On June 27, 2022, the Cardinals selected Capel's contract and promoted him to the major leagues. He made his MLB debut that night in the top of the ninth inning as a defensive replacement against the Miami Marlins. He registered his first MLB hit on June 29 with a single off of Marlins starter Sandy Alcántara. Capel hit his first MLB home run on July 4 off of Jesse Chavez of the Atlanta Braves at Truist Park. On September 6, Capel was designated for assignment.

===Oakland Athletics===
On September 9, 2022, Capel was claimed off waivers by the Oakland Athletics. After making his A's debut, Capel became the first player in franchise history to wear the number 72.

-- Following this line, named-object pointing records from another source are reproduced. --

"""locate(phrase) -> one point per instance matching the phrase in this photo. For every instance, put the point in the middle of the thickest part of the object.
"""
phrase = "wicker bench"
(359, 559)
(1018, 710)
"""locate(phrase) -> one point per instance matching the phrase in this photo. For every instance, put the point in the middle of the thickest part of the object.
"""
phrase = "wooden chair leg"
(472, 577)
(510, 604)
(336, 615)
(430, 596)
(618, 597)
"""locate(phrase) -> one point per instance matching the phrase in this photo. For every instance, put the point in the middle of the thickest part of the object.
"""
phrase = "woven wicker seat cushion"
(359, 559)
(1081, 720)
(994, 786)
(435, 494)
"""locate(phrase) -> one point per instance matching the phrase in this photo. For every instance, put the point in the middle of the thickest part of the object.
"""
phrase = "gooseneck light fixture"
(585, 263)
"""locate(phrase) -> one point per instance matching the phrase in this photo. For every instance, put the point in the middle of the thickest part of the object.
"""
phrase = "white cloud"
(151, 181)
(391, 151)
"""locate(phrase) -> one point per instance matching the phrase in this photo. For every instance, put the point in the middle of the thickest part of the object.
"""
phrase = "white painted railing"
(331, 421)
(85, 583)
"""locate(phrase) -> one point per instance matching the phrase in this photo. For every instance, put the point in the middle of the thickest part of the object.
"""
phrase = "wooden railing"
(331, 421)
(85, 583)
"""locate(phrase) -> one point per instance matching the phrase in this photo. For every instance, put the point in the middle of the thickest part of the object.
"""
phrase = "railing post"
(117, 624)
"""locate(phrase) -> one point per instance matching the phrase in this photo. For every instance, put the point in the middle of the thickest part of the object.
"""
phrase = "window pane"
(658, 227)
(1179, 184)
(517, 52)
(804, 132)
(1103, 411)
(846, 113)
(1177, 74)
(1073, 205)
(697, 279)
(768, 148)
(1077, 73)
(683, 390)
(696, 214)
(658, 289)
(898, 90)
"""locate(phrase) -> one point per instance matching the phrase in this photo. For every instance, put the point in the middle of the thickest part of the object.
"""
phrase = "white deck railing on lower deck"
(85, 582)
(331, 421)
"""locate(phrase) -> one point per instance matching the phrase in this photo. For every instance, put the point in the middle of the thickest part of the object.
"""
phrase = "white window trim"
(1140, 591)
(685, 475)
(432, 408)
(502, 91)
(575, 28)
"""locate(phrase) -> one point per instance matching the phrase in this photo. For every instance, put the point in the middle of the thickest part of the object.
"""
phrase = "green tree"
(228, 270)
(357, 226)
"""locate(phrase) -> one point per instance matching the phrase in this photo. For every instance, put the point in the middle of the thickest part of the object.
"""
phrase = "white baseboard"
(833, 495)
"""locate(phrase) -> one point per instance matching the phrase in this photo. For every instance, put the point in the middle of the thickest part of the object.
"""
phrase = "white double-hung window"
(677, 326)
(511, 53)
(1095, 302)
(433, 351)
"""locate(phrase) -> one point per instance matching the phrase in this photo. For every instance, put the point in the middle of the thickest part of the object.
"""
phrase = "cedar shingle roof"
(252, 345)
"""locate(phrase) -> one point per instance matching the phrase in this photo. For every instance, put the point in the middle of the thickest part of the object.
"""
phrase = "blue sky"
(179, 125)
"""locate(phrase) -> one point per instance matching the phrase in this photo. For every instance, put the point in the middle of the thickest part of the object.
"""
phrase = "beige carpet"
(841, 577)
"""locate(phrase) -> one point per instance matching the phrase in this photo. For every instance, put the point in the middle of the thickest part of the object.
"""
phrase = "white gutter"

In 32 games for Oakland in 2023, Capel batted .260/.372/.329 with three RBI and five stolen bases. On August 30, 2023, Capel was removed from the 40–man roster and sent outright to the Triple–A Las Vegas Aviators. He elected free agency following the season on November 6.

===Cincinnati Reds===
On December 26, 2023, Capel signed a minor league contract with the Cincinnati Reds. In 31 games for the Triple–A Louisville Bats, he hit .268/.397/.567 with seven home runs, 16 RBI, and six stolen bases. On May 7, 2024, the Reds selected Capel's contract, adding him to the major league roster. In five games for Cincinnati, he went 2–for–8 (.250). On June 21, Capel was designated for assignment by the Reds. He cleared waivers and was sent outright to Louisville on June 23. Capel was released by the Reds organization on August 3.

===Atlanta Braves===
On December 7, 2024, Capel signed a minor league contract with the Atlanta Braves. He made 119 appearances for the Triple-A Gwinnett Stripers in 2025, batting .234/.314/.360 with 10 home runs, 39 RBI, and 21 stolen bases. Capel elected free agency following the season on November 6, 2025.

===Colorado Rockies===
On February 5, 2026, Capel signed a minor league contract with the Colorado Rockies.

==Personal life==
Capel's father, Mike Capel, played in Major League Baseball for the Chicago Cubs, Milwaukee Brewers, and Houston Astros. In 2019, Capel and Kacy Clemens filed a lawsuit against a bar in Houston alleging they were assaulted by a bouncer; they won and were awarded $3.24 million.